Cybersecurity: The Top Business Risk Many Firms Still Struggle to Tackle

 



Cybersecurity has emerged as the biggest threat to modern enterprises, yet most organizations remain far from prepared to handle it. Business leaders are aware of the risks — financial losses, reputational harm, and operational disruptions but awareness has not translated into effective readiness.

A recent global survey conducted in early 2025 across North America, Western Europe, and Asia-Pacific highlights this growing concern. With 600 respondents, including IT and security professionals, the study found that while executives admit to weak points in their defenses, they often lack a unified plan to build true resilience.


Where businesses fall short

Companies tend to focus heavily on protecting their data, ensuring quality, security, and proper governance. While crucial, these efforts alone are not enough. A resilient business must also address application security, identity management, supply chain safeguards, infrastructure defenses, and the ability to continue operations during an attack. Unfortunately, many firms still fall behind in tying all these dimensions into a cohesive strategy.


Why this matters now

Cyberattacks are no longer rare, one-off incidents. Nearly two-thirds of the organizations surveyed experienced at least one damaging cyber event in the past year. About one-third suffered multiple breaches in that period. These attacks caused not just stolen data but also costly downtime, compliance issues, and long-lasting damage to trust.

The survey’s findings revealed that:

• 38% of organizations faced major operational disruption, with outages and downtime hitting productivity hardest.

• 33% reported financial losses linked directly to an attack.

• Around 30% to 31% saw personal or sensitive data exposed or compromised.

• Nearly a quarter of cases involved data corruption or encryption that could not be fully reversed.

• Legal consequences, public backlash, and compliance failures added further damage.

The message is clear: cybersecurity is not just a technical concern, it is a business survival issue.


The study also shows that three once-separate areas are beginning to merge. Backup and recovery systems, once viewed as insurance, are now central to cyber resilience. Cybersecurity tools are extending beyond perimeter defense to include recovery and continuity. At the same time, data governance and compliance pressures have become inseparable from security practices.

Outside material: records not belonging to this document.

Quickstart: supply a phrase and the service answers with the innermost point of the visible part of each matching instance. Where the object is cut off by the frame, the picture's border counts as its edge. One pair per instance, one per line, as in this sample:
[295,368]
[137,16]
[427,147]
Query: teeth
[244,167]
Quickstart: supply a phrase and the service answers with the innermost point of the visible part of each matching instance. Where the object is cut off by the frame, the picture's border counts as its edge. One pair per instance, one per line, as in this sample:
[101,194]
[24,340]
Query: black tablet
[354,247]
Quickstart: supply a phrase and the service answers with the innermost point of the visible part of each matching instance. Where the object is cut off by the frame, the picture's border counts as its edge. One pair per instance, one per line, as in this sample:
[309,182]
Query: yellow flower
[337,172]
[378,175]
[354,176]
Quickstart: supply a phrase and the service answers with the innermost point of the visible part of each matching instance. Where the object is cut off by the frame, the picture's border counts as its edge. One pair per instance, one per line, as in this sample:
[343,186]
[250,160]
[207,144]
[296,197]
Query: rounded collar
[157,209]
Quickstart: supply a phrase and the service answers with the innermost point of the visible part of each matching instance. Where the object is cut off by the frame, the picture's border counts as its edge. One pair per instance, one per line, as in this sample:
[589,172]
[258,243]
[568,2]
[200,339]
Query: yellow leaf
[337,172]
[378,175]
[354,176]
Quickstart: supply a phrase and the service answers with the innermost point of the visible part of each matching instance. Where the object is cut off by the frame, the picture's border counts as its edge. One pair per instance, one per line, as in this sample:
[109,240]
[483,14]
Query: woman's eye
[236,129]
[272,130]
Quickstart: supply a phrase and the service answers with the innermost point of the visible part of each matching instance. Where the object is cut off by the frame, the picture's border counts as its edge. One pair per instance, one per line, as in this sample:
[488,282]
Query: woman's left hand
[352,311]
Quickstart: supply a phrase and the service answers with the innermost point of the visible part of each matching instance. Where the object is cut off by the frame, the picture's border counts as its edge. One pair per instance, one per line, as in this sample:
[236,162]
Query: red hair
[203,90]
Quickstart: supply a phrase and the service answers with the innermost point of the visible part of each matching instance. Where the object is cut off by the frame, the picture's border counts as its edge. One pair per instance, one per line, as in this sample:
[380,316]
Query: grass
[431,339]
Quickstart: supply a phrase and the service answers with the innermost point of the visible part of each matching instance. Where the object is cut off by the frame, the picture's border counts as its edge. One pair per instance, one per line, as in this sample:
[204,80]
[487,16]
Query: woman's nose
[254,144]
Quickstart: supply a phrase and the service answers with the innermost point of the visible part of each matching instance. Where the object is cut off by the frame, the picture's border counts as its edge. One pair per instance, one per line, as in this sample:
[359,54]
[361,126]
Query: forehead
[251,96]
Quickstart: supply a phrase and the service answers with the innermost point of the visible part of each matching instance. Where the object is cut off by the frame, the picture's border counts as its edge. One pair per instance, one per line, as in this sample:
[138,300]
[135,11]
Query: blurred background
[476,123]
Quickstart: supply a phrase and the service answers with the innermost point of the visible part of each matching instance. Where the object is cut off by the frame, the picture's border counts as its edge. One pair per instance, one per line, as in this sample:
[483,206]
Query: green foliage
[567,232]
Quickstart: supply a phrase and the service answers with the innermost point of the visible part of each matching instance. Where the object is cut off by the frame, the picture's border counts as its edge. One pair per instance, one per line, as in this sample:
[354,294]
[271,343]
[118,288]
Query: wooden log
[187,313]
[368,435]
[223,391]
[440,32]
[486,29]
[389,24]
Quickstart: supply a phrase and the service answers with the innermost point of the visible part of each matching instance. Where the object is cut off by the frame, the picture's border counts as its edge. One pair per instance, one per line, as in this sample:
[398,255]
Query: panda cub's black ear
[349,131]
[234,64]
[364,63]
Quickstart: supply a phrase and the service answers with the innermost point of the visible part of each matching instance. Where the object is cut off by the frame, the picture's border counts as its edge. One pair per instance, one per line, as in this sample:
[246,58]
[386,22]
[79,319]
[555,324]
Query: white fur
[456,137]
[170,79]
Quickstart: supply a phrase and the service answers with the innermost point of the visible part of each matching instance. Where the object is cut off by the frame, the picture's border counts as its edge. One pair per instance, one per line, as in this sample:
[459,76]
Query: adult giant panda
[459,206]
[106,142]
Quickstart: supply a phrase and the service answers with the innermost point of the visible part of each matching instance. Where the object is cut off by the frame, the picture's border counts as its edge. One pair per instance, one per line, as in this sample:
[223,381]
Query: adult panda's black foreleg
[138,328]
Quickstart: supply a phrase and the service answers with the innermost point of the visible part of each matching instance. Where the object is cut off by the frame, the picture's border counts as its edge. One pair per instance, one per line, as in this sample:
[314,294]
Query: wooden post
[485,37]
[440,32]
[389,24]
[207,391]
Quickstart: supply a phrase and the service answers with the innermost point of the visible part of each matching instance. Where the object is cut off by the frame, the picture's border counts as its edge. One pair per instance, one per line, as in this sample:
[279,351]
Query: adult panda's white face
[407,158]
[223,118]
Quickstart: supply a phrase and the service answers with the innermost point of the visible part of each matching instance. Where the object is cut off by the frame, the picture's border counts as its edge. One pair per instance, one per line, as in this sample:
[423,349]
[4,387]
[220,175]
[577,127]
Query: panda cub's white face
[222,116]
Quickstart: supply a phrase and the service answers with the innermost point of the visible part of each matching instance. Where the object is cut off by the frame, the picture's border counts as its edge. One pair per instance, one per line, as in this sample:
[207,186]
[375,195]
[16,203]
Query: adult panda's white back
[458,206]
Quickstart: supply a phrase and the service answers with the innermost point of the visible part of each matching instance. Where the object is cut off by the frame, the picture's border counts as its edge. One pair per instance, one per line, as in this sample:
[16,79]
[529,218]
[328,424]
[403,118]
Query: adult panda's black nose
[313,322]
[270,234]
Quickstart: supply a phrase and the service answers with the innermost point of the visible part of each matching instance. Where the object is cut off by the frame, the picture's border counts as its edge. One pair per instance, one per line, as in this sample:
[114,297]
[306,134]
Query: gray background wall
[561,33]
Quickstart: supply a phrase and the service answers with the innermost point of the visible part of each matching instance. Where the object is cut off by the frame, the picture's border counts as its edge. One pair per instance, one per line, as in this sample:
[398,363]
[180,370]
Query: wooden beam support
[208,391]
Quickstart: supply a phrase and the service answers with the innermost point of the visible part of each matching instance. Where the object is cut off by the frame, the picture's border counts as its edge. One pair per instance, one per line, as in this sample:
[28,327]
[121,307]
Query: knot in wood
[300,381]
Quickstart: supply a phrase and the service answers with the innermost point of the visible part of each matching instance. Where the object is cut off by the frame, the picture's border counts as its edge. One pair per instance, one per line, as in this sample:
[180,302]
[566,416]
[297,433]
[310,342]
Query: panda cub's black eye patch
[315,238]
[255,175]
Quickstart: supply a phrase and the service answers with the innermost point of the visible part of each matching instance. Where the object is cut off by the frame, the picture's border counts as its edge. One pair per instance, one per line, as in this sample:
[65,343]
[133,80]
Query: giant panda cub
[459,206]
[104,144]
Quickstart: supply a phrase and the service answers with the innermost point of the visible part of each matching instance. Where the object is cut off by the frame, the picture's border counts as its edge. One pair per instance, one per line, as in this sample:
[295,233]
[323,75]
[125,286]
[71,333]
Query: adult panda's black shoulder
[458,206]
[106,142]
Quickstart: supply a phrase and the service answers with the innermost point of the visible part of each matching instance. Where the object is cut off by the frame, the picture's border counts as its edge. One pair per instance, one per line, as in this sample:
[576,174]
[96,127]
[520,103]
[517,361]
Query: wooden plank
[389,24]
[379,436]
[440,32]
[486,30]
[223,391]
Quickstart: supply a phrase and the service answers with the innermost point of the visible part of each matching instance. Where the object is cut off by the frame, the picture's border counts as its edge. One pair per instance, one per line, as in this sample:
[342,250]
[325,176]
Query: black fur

As artificial intelligence gains ground in enterprise operations, this convergence is likely to intensify. AI requires clean, reliable data to function, but it also introduces fresh security risks. Companies that cannot safeguard and recover their data risk losing competitiveness in an economy increasingly powered by digital intelligence.


No safe corners in digital infrastructure

Attackers are methodical and opportunistic. They exploit weak points wherever they exist whether in data systems, applications, or even AI workloads. Defenders must therefore strengthen every layer of their infrastructure. Yet, according to the survey, most organizations still leave gaps that skilled adversaries can exploit.

Cybersecurity is now the most significant risk enterprises face. And while business leaders are no longer in denial about the threat, too many remain underprepared. Building resilience requires more than just securing data; it demands a comprehensive, ongoing effort across every layer of the digital ecosystem.